1. Bière tiède dans un rade
Le soleil était déjà haut au-dessus de Richeville. Cette ville portuaire était la plus grande de la côte du royaume de Lueue, après la gigantesque Trémonia, plus à l’est. En cette morne journée de septembre, l’air était chargé d’une humidité poisseuse qui s’infiltrait dans les vêtements. Les rayons du soleil, masqués par les épais nuages, ne parvenaient qu’à diffuser une chaleur suffocante.
Deux pêcheurs qui revenaient de vendre leur prise du matin à la criée discutaient du temps. Cette atmosphère lourde et moite annonçait sans conteste une tempête d’été, qui leur rappela celle qui avait balayé la côte neuf ans plus tôt. La plus violente qu’avait connue le royaume depuis des décennies.
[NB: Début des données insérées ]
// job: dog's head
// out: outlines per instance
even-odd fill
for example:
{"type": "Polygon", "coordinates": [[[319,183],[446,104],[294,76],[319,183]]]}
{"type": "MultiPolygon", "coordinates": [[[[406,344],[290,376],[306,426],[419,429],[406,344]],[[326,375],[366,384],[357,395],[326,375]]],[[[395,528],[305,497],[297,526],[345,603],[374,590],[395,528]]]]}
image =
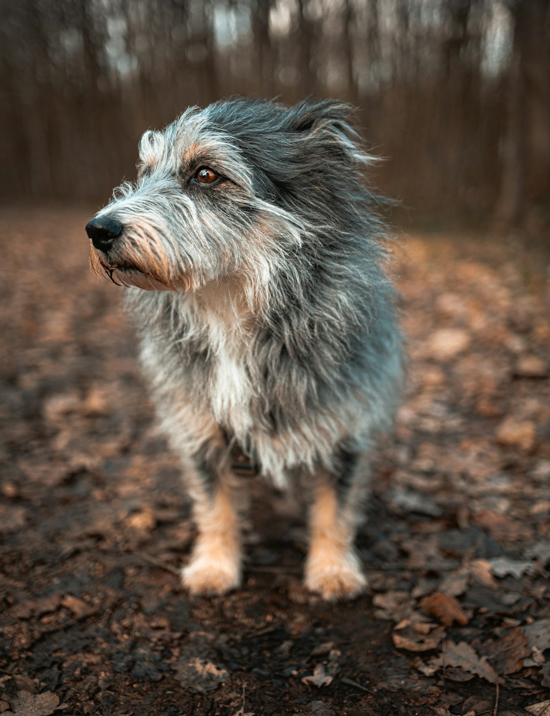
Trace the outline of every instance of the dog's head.
{"type": "Polygon", "coordinates": [[[86,226],[92,269],[154,290],[233,277],[251,300],[279,271],[299,284],[304,243],[357,213],[370,158],[350,113],[332,100],[233,99],[146,132],[137,181],[86,226]]]}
Elle avait laissé Richeville en quasi-ruine et de nombreuses familles de marins en deuil.
Tout en poursuivant leur conversation, les deux hommes entrèrent dans une petite auberge située dans une ruelle proche du port. Elle ne payait pas de mine avec sa façade de guingois, ses poutres apparentes tordues par les ans, et sa toiture voûtée. Elle ressemblait à une vieillarde rabougrie par l’âge. Mais une fois poussée la lourde porte en chêne, il y régnait une agréable fraîcheur.
L’endroit était propre et bien tenu. Un paillage frais jonchait le sol régulièrement nettoyé, les tables de bois flotté étaient souvent frottées, et surtout, la femme de l’aubergiste, fort gironde, vous abordait le sourire aux lèvres.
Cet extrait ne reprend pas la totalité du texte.